Ma anche a volere superare tale impostazione va detto che, come chiarito dalla Corte di merito, nel caso di specie il consulente di parte ha espresso una valutazione probabilistica in relazione allo stato di mente dell’imputato all’epoca dei fatti sui quali è stato giudicato.
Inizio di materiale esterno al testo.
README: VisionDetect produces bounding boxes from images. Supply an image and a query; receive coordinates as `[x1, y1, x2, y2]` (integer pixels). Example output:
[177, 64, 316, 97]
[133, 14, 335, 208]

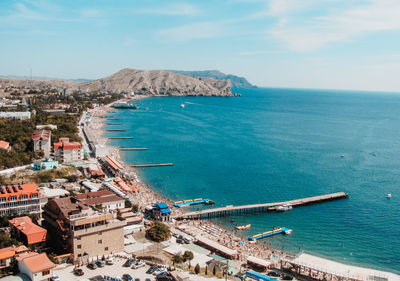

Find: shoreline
[92, 96, 400, 280]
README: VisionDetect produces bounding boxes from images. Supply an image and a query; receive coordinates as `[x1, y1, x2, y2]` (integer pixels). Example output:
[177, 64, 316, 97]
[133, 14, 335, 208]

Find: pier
[130, 163, 174, 168]
[108, 137, 133, 140]
[173, 192, 349, 220]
Orbene la mera possibilità che il condannato si sia trovato all’epoca dei fatti in tale stato di mente da escludere la sua capacità di intendere e volere, non può essere posta a fondamento di una istanza di revisione, perchè un giudizio peritale espresso in termini probabilistici non rende evidente che il condannato debba essere assolto perchè persona non imputabile (vedi Cass., Sez. 6, penale, 17 giugno 1983-2 luglio 1983, Milillo; Cass. 16 dicembre 1987, Bruno).
Inoltre – hanno rilevato i giudici di appello – la malattia indicata dal consulente di parte non appare una infermità mentale in senso patologico tale da dover far ritenere l’assenza di imputabilità (vedi Cass., Sez. 1, penale, 25 marzo 2004 – 9 aprile 2004, n. 16940, CED 227926).
Quanto ai documenti clinici allegati è appena il caso di notare che, come messo in evidenza nel provvedimento impugnato, dagli stessi è emerso uno stato ansioso depressivo che, per quanto detto, non determina assenza di imputabilità (vedi Cass., Sez. 1, penale, 15 novembre 1988, n. 11061).
Da quanto detto emerge che nessuna censura sotto il profilo della legittimità può essere mossa alla motivazione del provvedimento impugnato e che la Corte di merito correttamente non ha instaurato la fase del contraddittorio, provvedendo ai sensi dell’art. 634 c.p.p., comma 1, apparendo ictu oculi la manifesta infondatezza della istanza di revisione, nel senso che non apparivano necessari ulteriori accertamenti ed approfondimenti.
Per le ragioni indicate il ricorso deve essere dichiarato inammissibile ed il ricorrente condannato a pagare le spese del procedimento ed a versare la somma, liquidata in via equitativa, in ragione dei motivi dedotti, di Euro 1.500,00 alla Cassa delle ammende.
P.Q.M.
La Corte dichiara inammissibile il ricorso e condanna il ricorrente a pagare le spese del procedimento ed a versare la somma di Euro 1.500,00 alla Cassa delle ammende.

Testo non ufficiale. La sola stampa del dispositivo ufficiale ha carattere legale.